Suppose now that \(k\ge 2\). If H contains \(2P_{k+1}\) as an induced subgraph, then \(\mathcal {G}\) contains the class of \(2P_{k+1}\)-free chordal graphs, and hence by Theorem 5 Distance-\(k\) Vertex Cover is NP-complete on \(\mathcal {G}\). Again, let t denote the maximum order of a component of H and let P be a component of H of order t. If \(t\le k\), then every component of H has order at most k. If \(t\ge k+1\), then, since H is \(2P_{k+1}\)-free, every component of H other than P has order at most k. Thus, in either case, every component of H other than P has order at most k, and H is an induced subgraph of \(P_{t}+sP_k\) for some \(s\ge 0\). Since H is \(2P_{k+1}\)-free, it is also \(P_{2k+3}\)-free, which implies that \(t\le 2k+2\), and thus H is an induced subgraph of \(P_{2k+2}+sP_k\) for some \(s\ge 0\). It follows that every H-free graph is \((P_{2k+2}+sP_k)\)-free. Thus, by Theorem 8 the problem can be solved in polynomial time for graphs in \(\mathcal {G}\).    \(\square \)

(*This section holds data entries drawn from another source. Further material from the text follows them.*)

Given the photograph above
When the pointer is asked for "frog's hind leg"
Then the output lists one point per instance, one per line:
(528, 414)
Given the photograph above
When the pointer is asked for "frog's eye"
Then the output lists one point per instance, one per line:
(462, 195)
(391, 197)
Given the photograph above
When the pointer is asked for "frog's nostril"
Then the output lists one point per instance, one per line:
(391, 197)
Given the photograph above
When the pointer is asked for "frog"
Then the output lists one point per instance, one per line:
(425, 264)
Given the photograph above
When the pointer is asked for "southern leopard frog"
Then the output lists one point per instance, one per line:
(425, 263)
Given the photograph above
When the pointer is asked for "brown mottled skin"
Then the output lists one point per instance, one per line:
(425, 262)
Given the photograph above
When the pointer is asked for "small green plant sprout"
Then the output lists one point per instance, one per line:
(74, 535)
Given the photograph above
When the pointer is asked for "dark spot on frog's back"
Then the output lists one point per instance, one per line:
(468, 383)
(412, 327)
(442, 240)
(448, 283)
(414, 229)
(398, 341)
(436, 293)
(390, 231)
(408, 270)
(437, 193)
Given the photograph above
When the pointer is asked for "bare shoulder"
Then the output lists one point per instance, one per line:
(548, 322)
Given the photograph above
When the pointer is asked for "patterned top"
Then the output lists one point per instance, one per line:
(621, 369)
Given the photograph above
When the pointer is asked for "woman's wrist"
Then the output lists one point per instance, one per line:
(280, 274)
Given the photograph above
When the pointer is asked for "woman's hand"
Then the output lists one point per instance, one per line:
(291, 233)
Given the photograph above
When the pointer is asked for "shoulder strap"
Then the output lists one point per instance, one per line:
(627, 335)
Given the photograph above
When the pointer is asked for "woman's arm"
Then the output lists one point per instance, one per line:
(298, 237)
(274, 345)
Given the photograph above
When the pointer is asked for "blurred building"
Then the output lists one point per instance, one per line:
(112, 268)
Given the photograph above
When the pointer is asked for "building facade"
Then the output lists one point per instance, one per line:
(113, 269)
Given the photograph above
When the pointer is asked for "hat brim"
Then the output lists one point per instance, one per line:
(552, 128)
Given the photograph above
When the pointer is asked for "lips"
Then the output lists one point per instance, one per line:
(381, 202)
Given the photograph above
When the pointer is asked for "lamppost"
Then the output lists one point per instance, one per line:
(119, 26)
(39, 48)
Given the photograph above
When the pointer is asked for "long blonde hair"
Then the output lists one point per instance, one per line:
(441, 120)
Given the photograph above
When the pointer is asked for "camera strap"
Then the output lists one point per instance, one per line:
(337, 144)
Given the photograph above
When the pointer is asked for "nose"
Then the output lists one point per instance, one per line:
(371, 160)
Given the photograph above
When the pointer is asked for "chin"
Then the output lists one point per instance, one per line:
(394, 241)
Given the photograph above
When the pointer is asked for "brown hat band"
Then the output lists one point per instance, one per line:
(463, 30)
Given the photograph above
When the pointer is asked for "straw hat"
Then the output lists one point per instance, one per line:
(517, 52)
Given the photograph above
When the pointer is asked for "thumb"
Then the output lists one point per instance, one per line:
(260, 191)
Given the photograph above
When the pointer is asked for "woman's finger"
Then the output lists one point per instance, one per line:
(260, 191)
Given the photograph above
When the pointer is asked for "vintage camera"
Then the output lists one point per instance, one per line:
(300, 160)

For the case when the forbidden induced subgraph is connected, Theorems 7 and 9 imply the following dichotomy.

Corollary 4

For every connected graph H and integer \(k\ge 1\), the Distance-\(k\) Vertex Cover problem is solvable in time \(\mathcal {O}((|V(G)|+|E(G)|)^2)\) in the class of H-free graphs if H is an induced subgraph of \(P_{2k+2}\), and \(\mathsf {NP}\)-complete otherwise.

Furthermore, as explained in Remark 1, the running time can be improved to linear for the case \(k = 1\).